Police in riot gear manned street barricades to contain the unrest in normally peaceful Hyderabad city, home to multinational and local hi-tech firms ranging from Microsoft and Google to Mahindra Satyam.
Businesses were shut and hundreds arrested after police clashed with slogan-shouting students at the main Osmania University, demanding that the Telangana region, including Hyderabad be declared a state.
« I have never before seen the university look like a fortress, » a professor at Osmania told NDTV news channel.
Demands for Telangana state have flared from time to time since 1956, when the region was merged with Andhra state to form Andhra Pradesh. While people across the state speak the same Telugu language, there are some cultural differences.
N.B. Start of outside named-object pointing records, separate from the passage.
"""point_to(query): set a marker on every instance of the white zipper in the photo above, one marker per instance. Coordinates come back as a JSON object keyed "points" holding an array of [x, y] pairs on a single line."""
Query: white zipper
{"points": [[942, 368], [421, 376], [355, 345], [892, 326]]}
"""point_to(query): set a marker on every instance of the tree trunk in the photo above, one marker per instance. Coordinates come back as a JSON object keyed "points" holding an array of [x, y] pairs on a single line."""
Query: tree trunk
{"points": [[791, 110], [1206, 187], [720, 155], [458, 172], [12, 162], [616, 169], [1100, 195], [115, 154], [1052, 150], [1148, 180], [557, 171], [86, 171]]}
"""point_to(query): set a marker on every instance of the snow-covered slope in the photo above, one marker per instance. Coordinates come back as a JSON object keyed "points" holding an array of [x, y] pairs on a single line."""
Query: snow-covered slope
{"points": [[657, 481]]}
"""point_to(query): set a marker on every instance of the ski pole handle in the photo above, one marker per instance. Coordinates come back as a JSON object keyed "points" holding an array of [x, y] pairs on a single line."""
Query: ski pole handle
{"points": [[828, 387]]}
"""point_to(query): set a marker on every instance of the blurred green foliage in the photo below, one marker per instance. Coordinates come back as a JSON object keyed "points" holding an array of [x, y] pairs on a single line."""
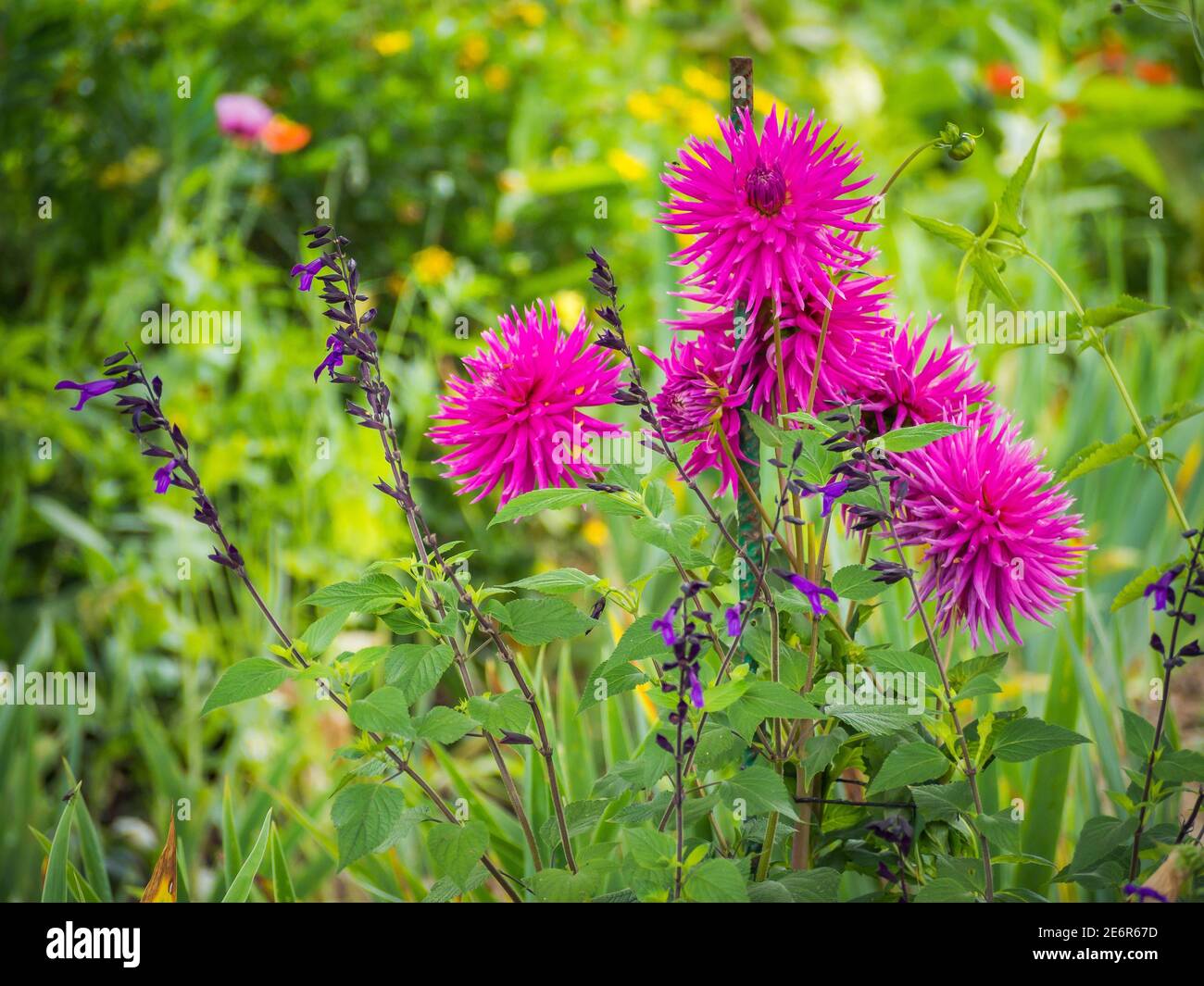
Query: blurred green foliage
{"points": [[461, 207]]}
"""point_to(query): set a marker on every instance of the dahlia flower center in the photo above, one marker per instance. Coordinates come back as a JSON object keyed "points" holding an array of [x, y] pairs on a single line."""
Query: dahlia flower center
{"points": [[765, 189]]}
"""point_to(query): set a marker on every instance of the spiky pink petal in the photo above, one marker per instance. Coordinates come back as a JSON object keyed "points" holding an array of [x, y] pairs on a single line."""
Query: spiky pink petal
{"points": [[517, 421], [771, 218], [998, 535], [915, 389], [699, 401]]}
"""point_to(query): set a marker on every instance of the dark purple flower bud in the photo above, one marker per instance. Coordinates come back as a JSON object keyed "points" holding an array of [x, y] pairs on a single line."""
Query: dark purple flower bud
{"points": [[88, 390], [766, 189], [665, 624], [307, 272], [333, 357], [1160, 588], [734, 620], [813, 593], [1145, 893], [163, 476]]}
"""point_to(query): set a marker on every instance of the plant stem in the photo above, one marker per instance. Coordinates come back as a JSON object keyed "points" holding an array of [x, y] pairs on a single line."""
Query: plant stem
{"points": [[197, 489], [1099, 345], [1168, 666], [373, 385], [968, 768]]}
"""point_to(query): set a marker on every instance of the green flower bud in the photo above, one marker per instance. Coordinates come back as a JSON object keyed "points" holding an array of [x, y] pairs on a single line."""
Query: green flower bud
{"points": [[962, 147]]}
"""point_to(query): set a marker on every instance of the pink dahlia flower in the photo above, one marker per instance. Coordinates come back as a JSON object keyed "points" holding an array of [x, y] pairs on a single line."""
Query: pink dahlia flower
{"points": [[998, 536], [518, 419], [242, 116], [771, 217], [698, 401], [913, 389], [856, 351]]}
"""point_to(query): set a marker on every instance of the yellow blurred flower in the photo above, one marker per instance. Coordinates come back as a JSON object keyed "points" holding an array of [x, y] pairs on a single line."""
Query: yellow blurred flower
{"points": [[392, 43], [473, 52], [139, 164], [283, 136], [595, 532], [570, 306], [643, 106], [627, 168], [433, 265], [705, 83], [530, 13], [763, 101], [497, 77]]}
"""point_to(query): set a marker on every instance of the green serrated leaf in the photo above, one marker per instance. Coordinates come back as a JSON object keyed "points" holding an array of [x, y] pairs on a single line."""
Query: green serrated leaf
{"points": [[909, 764], [247, 680]]}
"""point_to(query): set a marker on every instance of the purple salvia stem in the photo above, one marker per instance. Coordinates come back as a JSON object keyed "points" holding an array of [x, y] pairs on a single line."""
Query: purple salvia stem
{"points": [[230, 557]]}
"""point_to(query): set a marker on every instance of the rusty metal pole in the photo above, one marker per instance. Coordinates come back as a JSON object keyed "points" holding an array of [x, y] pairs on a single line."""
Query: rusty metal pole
{"points": [[747, 519]]}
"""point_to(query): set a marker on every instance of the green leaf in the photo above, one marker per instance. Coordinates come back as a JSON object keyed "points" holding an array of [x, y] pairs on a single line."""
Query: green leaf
{"points": [[673, 537], [762, 790], [558, 886], [240, 890], [282, 882], [93, 853], [904, 661], [1026, 738], [1138, 736], [417, 668], [531, 504], [320, 633], [613, 677], [365, 817], [950, 232], [944, 890], [909, 764], [650, 849], [715, 881], [1095, 456], [232, 852], [541, 620], [1124, 307], [247, 680], [918, 436], [1180, 767], [562, 581], [875, 720], [766, 700], [1000, 830], [811, 886], [444, 725], [376, 593], [508, 710], [820, 750], [1135, 589], [1012, 199], [385, 710], [1099, 837], [943, 802], [457, 849], [855, 581], [55, 888]]}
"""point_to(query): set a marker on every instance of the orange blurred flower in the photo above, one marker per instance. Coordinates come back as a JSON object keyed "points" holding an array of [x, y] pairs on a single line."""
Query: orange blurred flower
{"points": [[999, 76], [283, 136], [1155, 72]]}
Hyderabad, modeled as a rival to Bangalore, India’s Silicon Valley, has a mix of modern software firms and gleaming malls next to ancient mosques and forts.
State Chief Minister K. Rosaiah, a member of the Congress party that heads the national ruling coalition, said he was concerned the violent protests could scare investors.
The regional Telangana Rashtra Samiti is spearheading the protest, and its leader K. Chandrasekhara Rao started a fast until death ten days ago.
More than 300 people, mostly students, were killed in widespread violence over the statehood demand between 1969 and 1972.
While the Congress has been non-committal on the demand for a separate state, the Hindu-nationalist Bharatiya Janata Party (BJP), the main opposition party, is supporting the movement.